ThreatLocker Elevation – Quick Start Guide

Enabling Elevation on Your ThreatLocker Account

Before you can leverage the Elevation Control product, you will need to enable it on your ThreatLocker account. 

1. Navigate to the Organizations page. 
2. Find the Organization you want to enable Elevation on and click the dropdown menu under the 'Product' column. 
3. Click the checkbox next to Elevation to enable it. 

Elevation Control will be enabled the next time the endpoints check in to the portal.    

How to Use ThreatLocker Elevation

Elevation integrates with our Application Control, meaning that if an application is not currently allowed, you may approve and elevate it simultaneously.

For example, a user may request access to an application through the use of our new Tray Application.

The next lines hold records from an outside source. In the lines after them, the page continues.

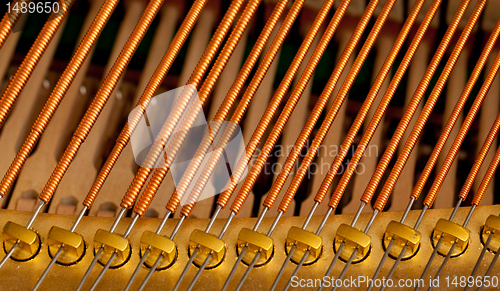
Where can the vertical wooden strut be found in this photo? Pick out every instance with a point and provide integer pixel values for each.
(29, 63)
(422, 119)
(8, 22)
(100, 99)
(159, 174)
(358, 122)
(153, 84)
(57, 94)
(168, 127)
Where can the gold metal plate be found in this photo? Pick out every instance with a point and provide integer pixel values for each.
(72, 244)
(207, 244)
(451, 233)
(303, 240)
(112, 242)
(29, 242)
(158, 245)
(492, 226)
(255, 242)
(402, 235)
(353, 239)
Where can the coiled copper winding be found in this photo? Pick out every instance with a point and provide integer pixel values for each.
(168, 127)
(271, 109)
(206, 89)
(58, 94)
(458, 108)
(412, 106)
(443, 171)
(479, 161)
(327, 91)
(429, 105)
(243, 104)
(8, 22)
(313, 118)
(487, 178)
(101, 98)
(153, 84)
(224, 110)
(31, 60)
(332, 113)
(384, 103)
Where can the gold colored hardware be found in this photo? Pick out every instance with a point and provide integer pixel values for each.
(402, 235)
(207, 244)
(353, 239)
(451, 233)
(112, 242)
(29, 242)
(158, 245)
(303, 240)
(255, 242)
(72, 244)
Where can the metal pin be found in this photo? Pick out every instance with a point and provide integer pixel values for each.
(113, 256)
(381, 263)
(186, 268)
(137, 269)
(28, 225)
(440, 241)
(207, 259)
(296, 271)
(103, 271)
(292, 249)
(285, 263)
(427, 267)
(235, 266)
(146, 252)
(389, 246)
(244, 249)
(393, 269)
(400, 257)
(249, 269)
(355, 252)
(198, 274)
(89, 269)
(330, 268)
(448, 255)
(481, 256)
(490, 268)
(441, 268)
(344, 271)
(150, 273)
(101, 249)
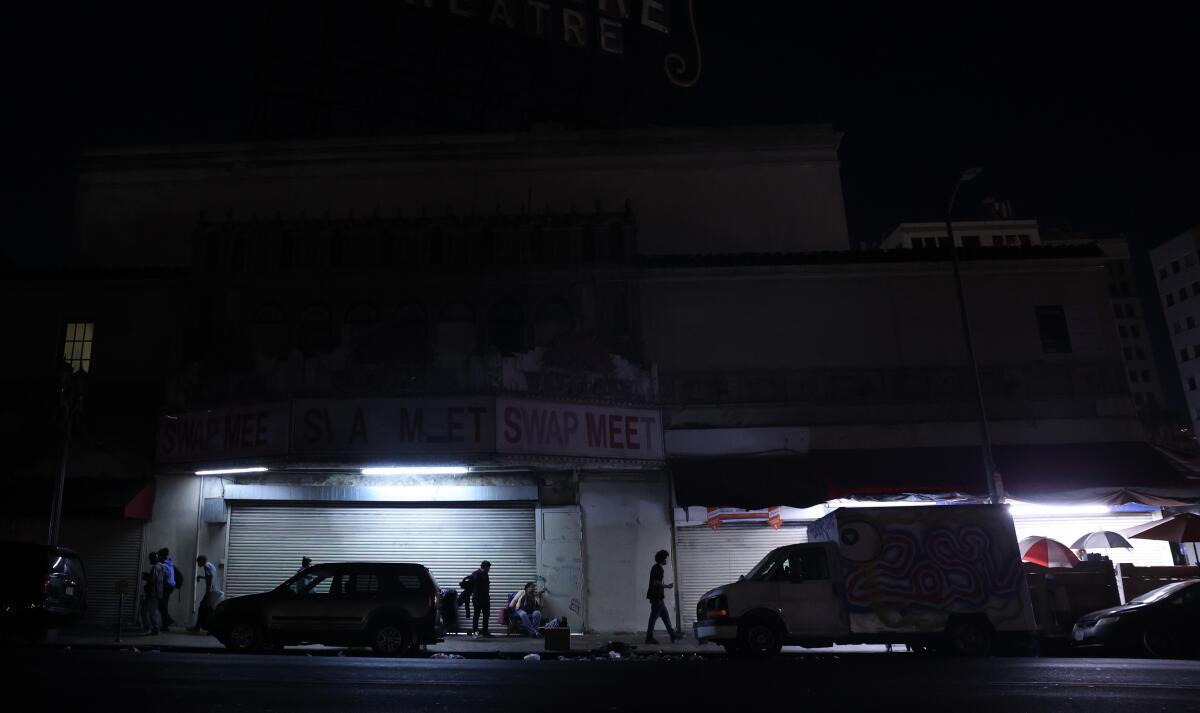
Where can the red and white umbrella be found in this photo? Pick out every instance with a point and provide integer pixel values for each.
(1047, 552)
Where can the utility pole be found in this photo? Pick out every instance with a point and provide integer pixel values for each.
(70, 405)
(995, 490)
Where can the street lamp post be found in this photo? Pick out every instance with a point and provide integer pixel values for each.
(70, 401)
(995, 490)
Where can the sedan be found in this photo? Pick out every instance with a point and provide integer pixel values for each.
(1162, 623)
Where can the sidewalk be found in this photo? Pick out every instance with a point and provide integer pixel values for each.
(499, 646)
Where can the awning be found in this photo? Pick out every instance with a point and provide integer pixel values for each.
(1114, 473)
(83, 498)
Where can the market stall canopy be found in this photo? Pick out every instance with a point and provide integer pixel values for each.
(1047, 552)
(1179, 528)
(1101, 539)
(1109, 473)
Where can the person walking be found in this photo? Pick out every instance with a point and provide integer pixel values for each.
(151, 609)
(168, 586)
(303, 583)
(467, 585)
(481, 597)
(211, 593)
(657, 593)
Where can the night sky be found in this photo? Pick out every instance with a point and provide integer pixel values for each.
(1080, 115)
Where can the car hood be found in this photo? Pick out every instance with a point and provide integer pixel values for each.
(731, 588)
(1113, 611)
(244, 600)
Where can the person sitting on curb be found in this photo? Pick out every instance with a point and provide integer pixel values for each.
(527, 607)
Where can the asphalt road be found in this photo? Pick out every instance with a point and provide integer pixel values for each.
(54, 679)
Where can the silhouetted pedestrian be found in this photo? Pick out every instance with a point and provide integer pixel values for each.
(481, 597)
(211, 592)
(657, 593)
(168, 586)
(151, 591)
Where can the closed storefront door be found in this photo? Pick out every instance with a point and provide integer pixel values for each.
(708, 558)
(268, 540)
(112, 552)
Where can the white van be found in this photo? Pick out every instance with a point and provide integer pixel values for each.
(937, 576)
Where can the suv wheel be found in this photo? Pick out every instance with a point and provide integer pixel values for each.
(244, 636)
(390, 639)
(760, 639)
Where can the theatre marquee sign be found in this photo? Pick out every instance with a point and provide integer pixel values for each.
(367, 430)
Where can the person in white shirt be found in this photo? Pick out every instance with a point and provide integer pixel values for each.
(213, 593)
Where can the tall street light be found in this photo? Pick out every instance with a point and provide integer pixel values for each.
(995, 490)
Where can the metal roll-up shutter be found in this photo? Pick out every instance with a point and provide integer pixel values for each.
(708, 557)
(267, 541)
(111, 552)
(1068, 528)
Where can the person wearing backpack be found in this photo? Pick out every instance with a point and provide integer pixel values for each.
(468, 586)
(172, 580)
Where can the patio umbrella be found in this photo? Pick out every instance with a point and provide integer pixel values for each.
(1101, 539)
(1047, 552)
(1179, 528)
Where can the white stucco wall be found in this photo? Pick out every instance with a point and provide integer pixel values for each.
(690, 190)
(561, 563)
(627, 519)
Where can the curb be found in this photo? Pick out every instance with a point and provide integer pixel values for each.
(132, 647)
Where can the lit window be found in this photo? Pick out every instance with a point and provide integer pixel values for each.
(77, 346)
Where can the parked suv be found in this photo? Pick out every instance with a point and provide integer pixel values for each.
(43, 587)
(393, 607)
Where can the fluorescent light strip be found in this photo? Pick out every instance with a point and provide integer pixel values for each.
(1032, 509)
(231, 471)
(417, 471)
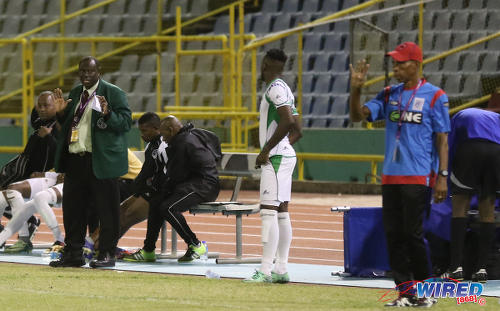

This request may be viewed from the Approval Center, and it will indicate that this is an Application Request as shown here:

Now you will have the opportunity to,

• Approve the application

• Approve with Ringfence, which is highly important as you may not want the elevated app to speak to Command Prompt or PowerShell for example

• Set an expiration date for the policy

• Allow the application to elevate as an administrator

• Apply the policy to the specified level

After configurations have been made and Save has been selected, you may now run this application as a normal user as expected. If the application is ran as an administrator, you will receive confirmation through the Tray Application that the application has been elevated. 

Note: If ringfencing was enabled, you will not be able to bypass elevation for other applications. As an example, if we attempt to run PowerShell as an administrator from Putty, we will receive a block, as one would expect.

In the case that you would like to allow elevation for an application that is already being permitted, there are two ways of achieving this.

Allowing Elevation for an application that is already being permitted: 2 Methods  

Method 1

• Navigate to Application Control > Policies.
• Select the pencil icon that corresponds to the desired policy.

• Enable the Elevation checkbox.

• Save and Deploy Policies.

Method 2

Open the desired application as an administrator. In this example we are running PowerShell, which we have already permitted.

This will bring forth a notification allowing you to request elevation for this application.

• This request may be viewed from the Approval Center, and it will indicate that this is an Elevation Request as shown here:

• Within the request,
• Configure the policy settings as desired
• Select Save

This will create a policy and if elevation was selected, the application will be able to run as an administrator within 60 seconds.